L. David Roper
6 April, 2016
I recently showed that Earth average temperature lags atmosphere CO2 concentration since 1959 by about 6 years.
In the work reported here I did a linear fit of the Earth average temperature to the atmospheric CO2 concentration from 1959 to 2008. Then I add sunspot numbers to the fit. It is known that an increase in sunspot numbers correlates with a slight increase of solar radiation.
The equation for the fit is T = -3.384 + 0.000587*Sunspots + 0.01001*CO2 . The fit is shown in the following graph:
The chi-square for the fit without using sunspot numbers is 0.5118; using sunspot numbers it is 0.4728, a 7.6% decrease.
Subtracting the fit from the data yields the remainder curve shown in the following graph:
There appears to be an approximate oscillating period of about 0.7 years, but with a non-constant amplitude.

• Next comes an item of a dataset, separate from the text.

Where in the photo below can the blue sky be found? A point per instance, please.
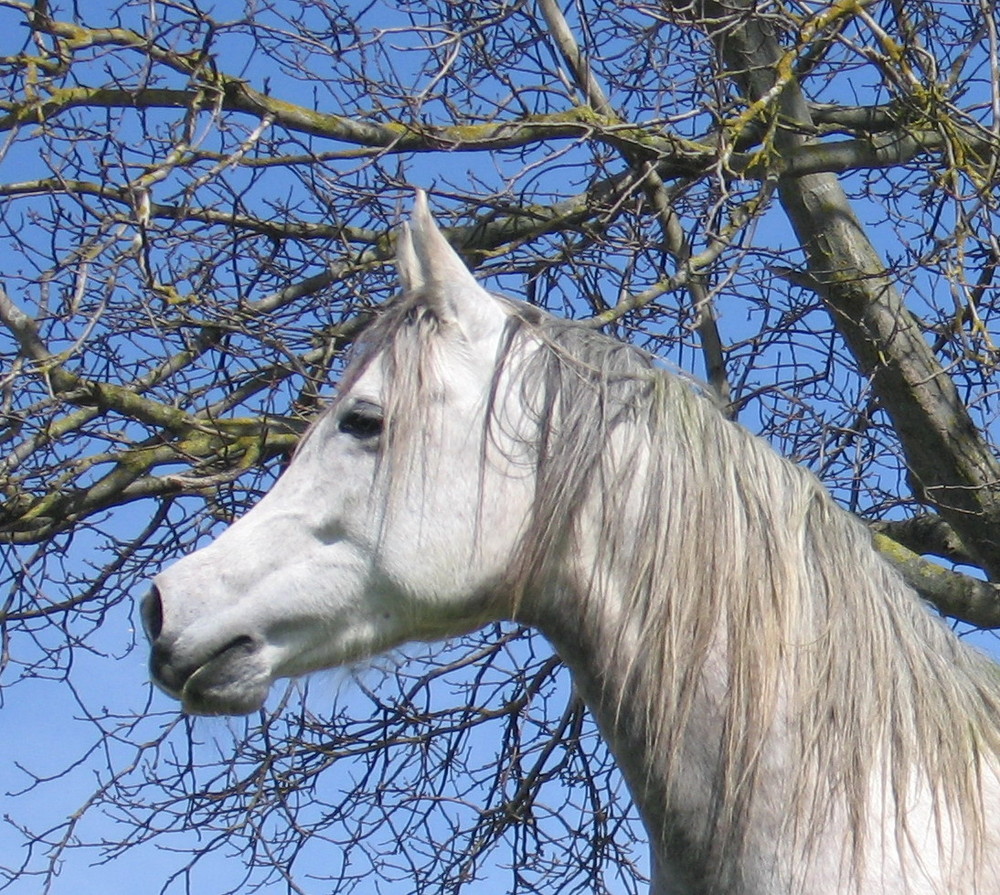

After completing the above work I decided to extend it back to 1880 for which good values for Earth average temperatures are known. To do this I had to find a way to extend the atmospheric CO2 concentration from 1959 back to 1880. I did this by fitting a hyperbolic tangent to the atmospheric CO2 concentration data between 1959 and 2008. The resulting atmospheric CO2 concentration and sunspot numbers are shown in the following graph:
The linear fit of the Earth average temperature to the atmospheric CO2 concentration and both the atmospheric CO2 concentration and the sunspot numbers are shown in the following graph:
The chi-square for the fit without using sunspot numbers is 1.6648; using sunspot numbers it is 1.6365, a 1.6% decrease. So, over this larger yearly range, sunspot numbers do not effect the Earth average temperature very much
The Earth-average-temperature data are fitted well by a linear equation in the atmospheric CO2 concentration, except for an approximate oscillation of period about 0.7 years. Adding a linear term for sunspot numbers inproves the fit, but still leaves the approximate 0.7-years oscillation.